Defining and Detecting Toxicity on Social Media: Context and Knowledge are Key
Amit Sheth, Valerie L. Shalin, Ugur Kursuncu

TL;DR
This paper emphasizes the importance of context and explicit knowledge in defining and detecting online toxicity, proposing a multi-dimensional approach grounded in social and psychological theory.
Contribution
It introduces a novel method that integrates explicit knowledge with statistical learning to identify multiple toxicity dimensions in social media content.
Findings
Incorporates social and psychological theory into toxicity detection.
Proposes a multi-dimensional toxicity identification approach.

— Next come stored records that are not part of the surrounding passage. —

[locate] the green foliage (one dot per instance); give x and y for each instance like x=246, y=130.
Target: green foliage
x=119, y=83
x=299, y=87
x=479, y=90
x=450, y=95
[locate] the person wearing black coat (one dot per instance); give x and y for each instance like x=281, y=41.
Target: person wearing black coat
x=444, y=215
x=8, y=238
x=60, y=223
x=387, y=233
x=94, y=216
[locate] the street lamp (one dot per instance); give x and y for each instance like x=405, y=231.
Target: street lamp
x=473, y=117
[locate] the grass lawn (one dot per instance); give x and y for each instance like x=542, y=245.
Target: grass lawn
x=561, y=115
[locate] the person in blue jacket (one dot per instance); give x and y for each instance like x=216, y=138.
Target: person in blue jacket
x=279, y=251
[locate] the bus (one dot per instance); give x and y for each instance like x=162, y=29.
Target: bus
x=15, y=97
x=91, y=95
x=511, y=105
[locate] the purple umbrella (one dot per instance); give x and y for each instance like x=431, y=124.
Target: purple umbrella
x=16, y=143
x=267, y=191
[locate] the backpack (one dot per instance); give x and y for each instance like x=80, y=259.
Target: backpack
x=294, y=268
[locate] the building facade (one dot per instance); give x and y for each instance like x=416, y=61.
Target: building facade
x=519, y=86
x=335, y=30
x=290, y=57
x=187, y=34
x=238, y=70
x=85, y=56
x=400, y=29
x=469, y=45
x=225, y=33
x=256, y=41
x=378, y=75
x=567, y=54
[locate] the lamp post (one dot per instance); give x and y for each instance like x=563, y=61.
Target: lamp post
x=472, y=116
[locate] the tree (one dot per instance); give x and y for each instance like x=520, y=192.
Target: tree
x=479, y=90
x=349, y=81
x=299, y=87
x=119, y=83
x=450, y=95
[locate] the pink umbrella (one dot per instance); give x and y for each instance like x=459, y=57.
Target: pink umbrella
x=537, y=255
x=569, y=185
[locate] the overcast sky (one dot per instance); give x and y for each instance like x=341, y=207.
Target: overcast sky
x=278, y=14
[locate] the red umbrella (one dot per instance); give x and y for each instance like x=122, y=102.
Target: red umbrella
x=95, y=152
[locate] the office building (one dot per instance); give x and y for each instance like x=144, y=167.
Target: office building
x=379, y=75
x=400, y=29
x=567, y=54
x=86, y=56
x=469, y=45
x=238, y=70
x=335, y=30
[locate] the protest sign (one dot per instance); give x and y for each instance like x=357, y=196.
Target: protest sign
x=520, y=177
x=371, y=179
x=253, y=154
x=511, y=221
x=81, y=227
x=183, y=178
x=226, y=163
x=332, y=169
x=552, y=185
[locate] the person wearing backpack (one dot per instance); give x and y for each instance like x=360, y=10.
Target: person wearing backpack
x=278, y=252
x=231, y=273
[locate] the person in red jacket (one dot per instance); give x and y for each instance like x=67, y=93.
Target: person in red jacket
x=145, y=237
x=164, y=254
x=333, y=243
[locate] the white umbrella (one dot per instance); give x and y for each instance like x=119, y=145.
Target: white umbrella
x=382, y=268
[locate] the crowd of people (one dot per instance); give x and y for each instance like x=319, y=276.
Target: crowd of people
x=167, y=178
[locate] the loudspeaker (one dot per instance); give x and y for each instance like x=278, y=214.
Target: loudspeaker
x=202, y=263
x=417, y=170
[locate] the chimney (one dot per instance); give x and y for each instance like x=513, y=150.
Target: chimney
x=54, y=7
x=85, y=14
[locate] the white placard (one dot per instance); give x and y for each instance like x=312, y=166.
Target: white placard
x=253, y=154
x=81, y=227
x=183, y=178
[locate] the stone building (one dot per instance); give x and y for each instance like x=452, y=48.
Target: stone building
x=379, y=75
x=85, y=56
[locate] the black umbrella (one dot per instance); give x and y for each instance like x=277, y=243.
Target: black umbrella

Highlights the role of explicit knowledge in resolving ambiguity.
Abstract
Online platforms have become an increasingly prominent means of communication. Despite the obvious benefits to the expanded distribution of content, the last decade has resulted in disturbing toxic communication, such as cyberbullying and harassment. Nevertheless, detecting online toxicity is challenging due to its multi-dimensional, context sensitive nature. As exposure to online toxicity can have serious social consequences, reliable models and algorithms are required for detecting and analyzing such communication across the vast and growing space of social media. In this paper, we draw on psychological and social theory to define toxicity. Then, we provide an approach that identifies multiple dimensions of toxicity and incorporates explicit knowledge in a statistical learning algorithm to resolve ambiguity across such dimensions.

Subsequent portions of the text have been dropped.